While Nvidia still dominates the AI chip market, its Silicon Valley rival AMD has been making inroads. Meta bought 173,000 of AMD’s MI300 chips this year, while Microsoft bought 96,000, according to Omdia.

Big Tech companies have also stepped up usage of their own AI chips this year as they try to reduce their reliance on Nvidia.

Google, which has for a decade been developing its “tensor processing units”, or TPUs, and Meta, which debuted the first generation of its Meta Training and Inference Accelerator chip last year, each deployed about 1.5 million of their own chips.

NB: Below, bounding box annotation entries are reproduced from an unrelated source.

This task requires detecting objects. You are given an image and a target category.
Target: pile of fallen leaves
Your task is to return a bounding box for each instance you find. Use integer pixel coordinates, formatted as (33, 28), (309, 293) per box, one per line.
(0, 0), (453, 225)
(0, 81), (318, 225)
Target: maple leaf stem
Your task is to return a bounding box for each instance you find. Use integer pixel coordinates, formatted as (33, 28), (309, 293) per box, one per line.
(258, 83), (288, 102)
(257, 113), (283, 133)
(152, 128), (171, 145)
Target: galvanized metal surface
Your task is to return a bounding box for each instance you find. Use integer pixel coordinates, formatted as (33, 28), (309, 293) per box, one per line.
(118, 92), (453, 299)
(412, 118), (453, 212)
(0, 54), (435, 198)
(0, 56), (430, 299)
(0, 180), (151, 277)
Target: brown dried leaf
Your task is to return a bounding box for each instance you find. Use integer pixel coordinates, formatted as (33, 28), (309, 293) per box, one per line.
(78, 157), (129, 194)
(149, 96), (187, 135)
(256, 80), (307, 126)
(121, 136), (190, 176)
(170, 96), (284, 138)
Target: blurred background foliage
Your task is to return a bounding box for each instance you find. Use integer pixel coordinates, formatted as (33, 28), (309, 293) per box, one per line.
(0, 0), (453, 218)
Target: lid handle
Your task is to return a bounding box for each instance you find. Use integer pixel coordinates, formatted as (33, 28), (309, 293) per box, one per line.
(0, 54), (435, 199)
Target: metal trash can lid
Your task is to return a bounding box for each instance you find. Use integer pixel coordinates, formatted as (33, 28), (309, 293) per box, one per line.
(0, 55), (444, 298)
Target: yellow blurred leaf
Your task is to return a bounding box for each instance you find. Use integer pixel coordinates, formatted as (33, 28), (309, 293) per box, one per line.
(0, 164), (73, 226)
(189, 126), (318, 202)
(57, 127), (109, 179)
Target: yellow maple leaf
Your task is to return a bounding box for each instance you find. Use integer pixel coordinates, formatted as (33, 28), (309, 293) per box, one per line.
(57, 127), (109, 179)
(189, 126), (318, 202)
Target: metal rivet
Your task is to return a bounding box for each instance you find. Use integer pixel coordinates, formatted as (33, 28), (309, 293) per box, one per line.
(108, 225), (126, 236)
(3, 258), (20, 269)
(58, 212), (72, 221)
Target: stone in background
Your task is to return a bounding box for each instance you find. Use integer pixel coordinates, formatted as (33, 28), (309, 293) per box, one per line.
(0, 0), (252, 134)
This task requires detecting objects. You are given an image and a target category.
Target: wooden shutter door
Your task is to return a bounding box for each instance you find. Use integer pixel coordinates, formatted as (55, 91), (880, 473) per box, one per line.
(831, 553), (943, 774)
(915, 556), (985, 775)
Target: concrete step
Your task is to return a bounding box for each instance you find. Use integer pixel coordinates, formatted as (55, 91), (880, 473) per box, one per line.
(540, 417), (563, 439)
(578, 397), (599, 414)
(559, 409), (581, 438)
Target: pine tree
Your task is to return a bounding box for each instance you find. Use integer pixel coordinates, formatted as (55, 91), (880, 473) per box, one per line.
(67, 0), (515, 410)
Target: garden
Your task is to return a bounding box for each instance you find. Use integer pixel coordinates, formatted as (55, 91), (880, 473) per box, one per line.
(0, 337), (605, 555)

Amazon, which is investing heavily in its Trainium and Inferentia chips for cloud computing customers, deployed about 1.3 million of those chips this year.

Amazon said this month it plans to build a new cluster using hundreds of thousands of its latest Trainium chips for Anthropic, an OpenAI rival in which Amazon has invested $8b, to train the next generation of its AI models.

However, Microsoft is far ahead in its effort to build an AI accelerator to rival Nvidia’s, with only about 200,000 of its Maia chips installed this year.

Speirs said using Nvidia’s chips still required Microsoft to make significant investments in its own technology to offer a “unique” service to customers.

“To build the AI infrastructure, in our experience, is not just about having the best chip, it’s also about having the right storage components, the right infrastructure, the right software layer, the right host management layer, error correction and all these other components to build that system,” he said.